Evilis haussa les épaules et détourna le regard. Il faisait rouler une mèche de ses cheveux cendrés entre ses doigts. Des cheveux qu’il portait longs depuis toujours, d’une couleur étonnante, un blond presque gris. Le docteur le regardait silencieusement. Ce jeune homme l’émouvait d’une manière toute particulière. Il le côtoyait depuis des années maintenant, et tous les six mois, la même rengaine, il arrivait dans un état de délire et de frénésie complète, hors de la réalité, et il fallait ensuite longuement travailler à lui faire reprendre pied. Hors de ses crises, il se montrait discret et délicat, beau garçon rêveur, l’air toujours un peu ailleurs. Une vie brisée, qu’il ne pourrait pas sauver.

– Evilis, Evil, Ange… Vous ne trouvez pas cela évocateur, que ce soit précisément ce nom-là qui vous soit venu ? demanda le docteur en choisissant prudemment ses mots pour ne pas le brusquer. Il y a comme une forme de dualité, avec votre nom officiel. Peut-être une forme de rejet de ce qu’il représente ?

Evilis acquiesça en souriant mollement. Il n’avait pas la force de se battre, et personne ne le croyait de toute façon. Mais ce nom était ancré au fond de lui, gravé dans ses os, dans son ADN, c’était un nom millénaire qu’il portait comme un fardeau. Sans réponse de sa part, le docteur reprit :

– Et ces ombres, que vous disent-elles d’autres actuellement ?
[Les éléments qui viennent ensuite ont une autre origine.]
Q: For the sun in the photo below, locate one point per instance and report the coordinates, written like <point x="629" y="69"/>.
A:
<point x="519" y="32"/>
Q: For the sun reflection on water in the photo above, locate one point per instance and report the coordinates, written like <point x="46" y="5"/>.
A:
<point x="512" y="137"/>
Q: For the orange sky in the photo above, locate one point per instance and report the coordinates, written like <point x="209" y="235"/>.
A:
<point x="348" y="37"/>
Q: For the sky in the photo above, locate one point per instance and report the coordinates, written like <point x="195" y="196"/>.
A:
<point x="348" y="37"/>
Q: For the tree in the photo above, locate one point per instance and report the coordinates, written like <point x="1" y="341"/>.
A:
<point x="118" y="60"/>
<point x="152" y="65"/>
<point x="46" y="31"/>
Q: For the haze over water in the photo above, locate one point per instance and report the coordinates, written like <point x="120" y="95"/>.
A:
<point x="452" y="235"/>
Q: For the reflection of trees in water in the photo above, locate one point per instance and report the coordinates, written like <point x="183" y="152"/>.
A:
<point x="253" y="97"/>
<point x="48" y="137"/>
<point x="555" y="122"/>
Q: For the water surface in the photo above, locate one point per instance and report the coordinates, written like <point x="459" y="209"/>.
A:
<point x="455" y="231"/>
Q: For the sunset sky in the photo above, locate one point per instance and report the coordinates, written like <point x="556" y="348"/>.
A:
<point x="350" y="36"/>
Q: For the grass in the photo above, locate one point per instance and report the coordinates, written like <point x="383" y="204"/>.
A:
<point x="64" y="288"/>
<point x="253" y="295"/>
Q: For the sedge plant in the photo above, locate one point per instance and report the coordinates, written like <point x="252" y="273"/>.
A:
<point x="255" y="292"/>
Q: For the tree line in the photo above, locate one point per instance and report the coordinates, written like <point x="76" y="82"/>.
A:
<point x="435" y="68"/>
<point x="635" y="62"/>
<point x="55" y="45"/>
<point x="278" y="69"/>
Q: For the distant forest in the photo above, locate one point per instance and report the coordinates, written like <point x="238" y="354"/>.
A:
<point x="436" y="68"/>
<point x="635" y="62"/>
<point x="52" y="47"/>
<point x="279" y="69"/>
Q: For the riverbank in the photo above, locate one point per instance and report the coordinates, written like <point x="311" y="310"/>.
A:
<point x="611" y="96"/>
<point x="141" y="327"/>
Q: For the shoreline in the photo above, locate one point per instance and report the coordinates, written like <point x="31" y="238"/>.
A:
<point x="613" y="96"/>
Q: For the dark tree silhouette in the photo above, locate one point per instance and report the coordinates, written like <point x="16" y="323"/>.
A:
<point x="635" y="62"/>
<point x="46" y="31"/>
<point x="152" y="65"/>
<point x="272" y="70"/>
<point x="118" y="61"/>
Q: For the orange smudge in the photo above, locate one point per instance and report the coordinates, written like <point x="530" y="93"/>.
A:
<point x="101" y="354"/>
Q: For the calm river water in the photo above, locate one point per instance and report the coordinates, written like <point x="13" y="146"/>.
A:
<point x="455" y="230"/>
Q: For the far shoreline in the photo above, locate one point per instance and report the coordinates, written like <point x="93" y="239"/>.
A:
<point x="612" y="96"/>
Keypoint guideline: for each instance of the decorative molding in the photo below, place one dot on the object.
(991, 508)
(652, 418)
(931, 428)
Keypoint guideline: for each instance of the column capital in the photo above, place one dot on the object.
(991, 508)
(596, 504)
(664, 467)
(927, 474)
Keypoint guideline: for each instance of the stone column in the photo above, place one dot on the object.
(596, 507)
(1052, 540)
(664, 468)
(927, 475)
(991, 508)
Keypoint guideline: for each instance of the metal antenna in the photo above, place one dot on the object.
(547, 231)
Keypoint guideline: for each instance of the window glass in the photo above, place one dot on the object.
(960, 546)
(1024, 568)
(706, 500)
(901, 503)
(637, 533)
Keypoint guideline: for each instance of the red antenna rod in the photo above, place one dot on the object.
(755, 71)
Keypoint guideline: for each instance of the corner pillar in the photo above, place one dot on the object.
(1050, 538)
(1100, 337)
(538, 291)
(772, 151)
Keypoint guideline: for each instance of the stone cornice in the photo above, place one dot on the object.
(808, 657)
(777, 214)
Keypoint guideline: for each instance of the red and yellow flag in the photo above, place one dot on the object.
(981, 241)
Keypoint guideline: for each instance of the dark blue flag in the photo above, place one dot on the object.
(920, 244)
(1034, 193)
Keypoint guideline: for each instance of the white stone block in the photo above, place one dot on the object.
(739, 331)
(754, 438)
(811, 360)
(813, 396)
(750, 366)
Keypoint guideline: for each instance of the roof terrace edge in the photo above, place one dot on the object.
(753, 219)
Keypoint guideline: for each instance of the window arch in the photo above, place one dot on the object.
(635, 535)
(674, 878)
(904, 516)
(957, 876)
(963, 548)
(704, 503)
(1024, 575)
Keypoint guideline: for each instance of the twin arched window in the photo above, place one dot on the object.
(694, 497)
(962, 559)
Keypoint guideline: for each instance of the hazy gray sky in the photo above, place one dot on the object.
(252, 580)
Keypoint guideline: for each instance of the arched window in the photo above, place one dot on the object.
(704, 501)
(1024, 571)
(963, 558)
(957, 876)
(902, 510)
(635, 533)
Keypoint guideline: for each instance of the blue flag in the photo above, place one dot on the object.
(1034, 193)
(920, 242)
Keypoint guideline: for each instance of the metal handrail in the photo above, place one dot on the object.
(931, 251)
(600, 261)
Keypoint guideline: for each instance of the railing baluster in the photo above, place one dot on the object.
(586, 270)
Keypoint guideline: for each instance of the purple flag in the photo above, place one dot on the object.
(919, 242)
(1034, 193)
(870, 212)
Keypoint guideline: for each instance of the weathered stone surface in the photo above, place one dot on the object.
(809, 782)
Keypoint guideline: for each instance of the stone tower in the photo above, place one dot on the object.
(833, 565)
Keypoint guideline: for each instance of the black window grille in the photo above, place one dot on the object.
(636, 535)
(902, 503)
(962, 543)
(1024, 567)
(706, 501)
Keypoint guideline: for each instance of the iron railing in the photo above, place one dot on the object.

– Rien de bien agréable, vous le savez, le genre d’horreurs qui vous donnent envie de vous arracher la tête. Mais parfois, elles m’amènent des souvenirs, des souvenirs bien concrets, des souvenirs qui m’appartiennent, mais de vies qui ne sont pas la mienne. C’est étrange comme sentiment. Tous ces souvenirs appartiennent à un même homme, Evilis, et chaque fois cet homme est hanté par des Ombres qui ravagent son esprit… Je perds la mémoire dans cette vie, et je remémore toutes celles que j’ai vécu avant. Bizarre non ?

Le silence retomba sur eux. Evilis n’était pas loin de passer de l’autre côté, et de perdre irrémédiablement le contact avec la réalité.